ـ2ـ وعنه أيضاً. ]أنَّ عمر رَضِىَ اللّهُ عَنْهُ أهْدَى نَجيباً فأُعْطِى بِهَا ثََثمِائَةِ دِينارٍ فَسَألَ رسولَ اللّهِ # فقَالَ: إنِّى أهْدَيْتُ نَجيباً فأعْطِيتُ بِهَا ثَثَمِائِةِ دِينارٍ أفَأبِيعُهَا وَأشْتَرِى بِهَا بُدْناً؟ فقَالَ:  إنْحرْهَا إيَّاهَا[ .

 

2. (1519)- Yine İbnu Ömer (radıyallahu anhümâ)'in anlattığına göre: "Babası Hz.Ömer, necib (denen çok muteber cinsten bir deveyi) Kâbe'ye kurban olarak bağışlamıştı. (O ara necibe) üç yüz dinar verdiler. Resûlullah (aleyhissalâtu vesselâm)'a gidip sordu:

"Ben necibi Kâbe'ye bağışlamıştım. Bu ara bazıları gelip üç yüz dinar verip satın almak istediler. Bunu satıp yerine bir başka deve alayım mı?"
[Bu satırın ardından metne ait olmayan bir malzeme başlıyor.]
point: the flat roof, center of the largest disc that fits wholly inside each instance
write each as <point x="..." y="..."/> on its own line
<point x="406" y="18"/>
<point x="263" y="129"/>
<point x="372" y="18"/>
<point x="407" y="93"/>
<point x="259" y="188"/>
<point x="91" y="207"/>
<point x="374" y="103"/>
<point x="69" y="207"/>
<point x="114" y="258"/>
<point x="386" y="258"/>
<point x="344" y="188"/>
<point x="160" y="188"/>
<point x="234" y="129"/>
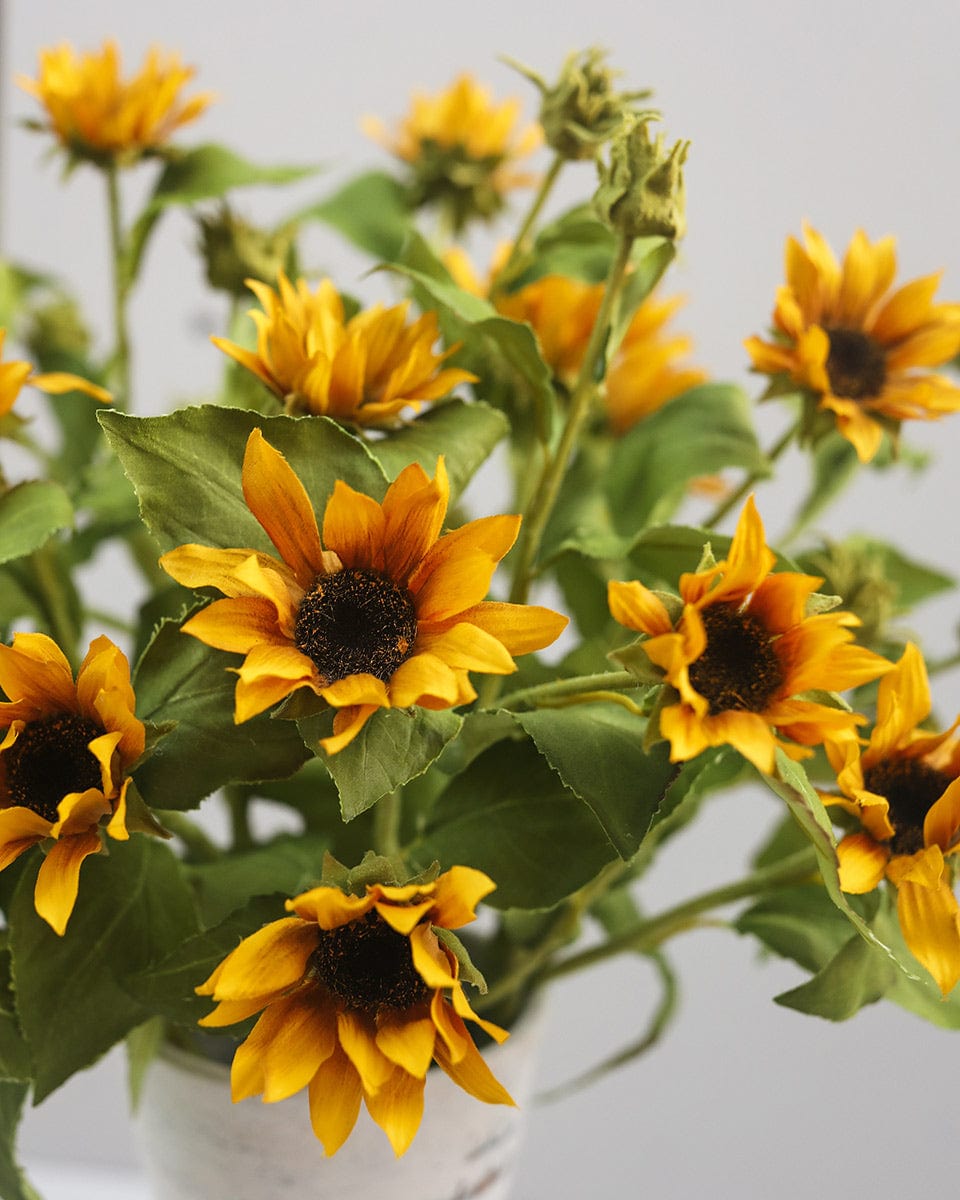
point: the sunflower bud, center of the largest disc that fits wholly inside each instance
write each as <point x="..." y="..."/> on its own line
<point x="582" y="111"/>
<point x="235" y="251"/>
<point x="641" y="192"/>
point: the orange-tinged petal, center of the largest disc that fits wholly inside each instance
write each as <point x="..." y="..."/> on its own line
<point x="335" y="1095"/>
<point x="58" y="881"/>
<point x="279" y="501"/>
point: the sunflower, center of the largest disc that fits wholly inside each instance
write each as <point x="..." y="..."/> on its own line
<point x="859" y="351"/>
<point x="359" y="996"/>
<point x="97" y="115"/>
<point x="16" y="375"/>
<point x="743" y="652"/>
<point x="904" y="789"/>
<point x="462" y="148"/>
<point x="64" y="759"/>
<point x="365" y="370"/>
<point x="382" y="613"/>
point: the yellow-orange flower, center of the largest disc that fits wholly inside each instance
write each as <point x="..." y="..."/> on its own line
<point x="16" y="375"/>
<point x="359" y="996"/>
<point x="859" y="349"/>
<point x="462" y="148"/>
<point x="65" y="749"/>
<point x="383" y="612"/>
<point x="97" y="114"/>
<point x="364" y="371"/>
<point x="904" y="789"/>
<point x="743" y="652"/>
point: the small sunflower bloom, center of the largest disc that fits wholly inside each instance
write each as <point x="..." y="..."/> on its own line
<point x="381" y="612"/>
<point x="743" y="653"/>
<point x="462" y="149"/>
<point x="364" y="371"/>
<point x="862" y="352"/>
<point x="904" y="787"/>
<point x="65" y="751"/>
<point x="100" y="117"/>
<point x="359" y="995"/>
<point x="16" y="375"/>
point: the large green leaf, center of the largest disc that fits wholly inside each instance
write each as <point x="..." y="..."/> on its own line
<point x="181" y="681"/>
<point x="700" y="432"/>
<point x="29" y="514"/>
<point x="598" y="753"/>
<point x="509" y="815"/>
<point x="463" y="433"/>
<point x="133" y="907"/>
<point x="394" y="747"/>
<point x="186" y="468"/>
<point x="372" y="210"/>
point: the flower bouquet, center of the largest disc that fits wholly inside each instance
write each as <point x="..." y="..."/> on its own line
<point x="503" y="713"/>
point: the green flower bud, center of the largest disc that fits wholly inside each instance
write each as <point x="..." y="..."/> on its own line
<point x="234" y="251"/>
<point x="641" y="192"/>
<point x="582" y="111"/>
"Hayır, dedi. Başkasını değil, onu keseceksin!" [Ebu Dâvud, Menâsik 16, (1756).][3]

 

AÇIKLAMA:

 

1- Bu hadiste bir hayvanı kurbanlık olarak ta'yin ettikten sonra bunu bir başka hayvanla değiştirmenin caiz olup olmayacağı meselesine giren bir vak'a mevzubahistir.

Hadis, kurbanlığın misli ve hatta daha efdali ile de olsa değiştirilemeyeceğini ifade etmektedir.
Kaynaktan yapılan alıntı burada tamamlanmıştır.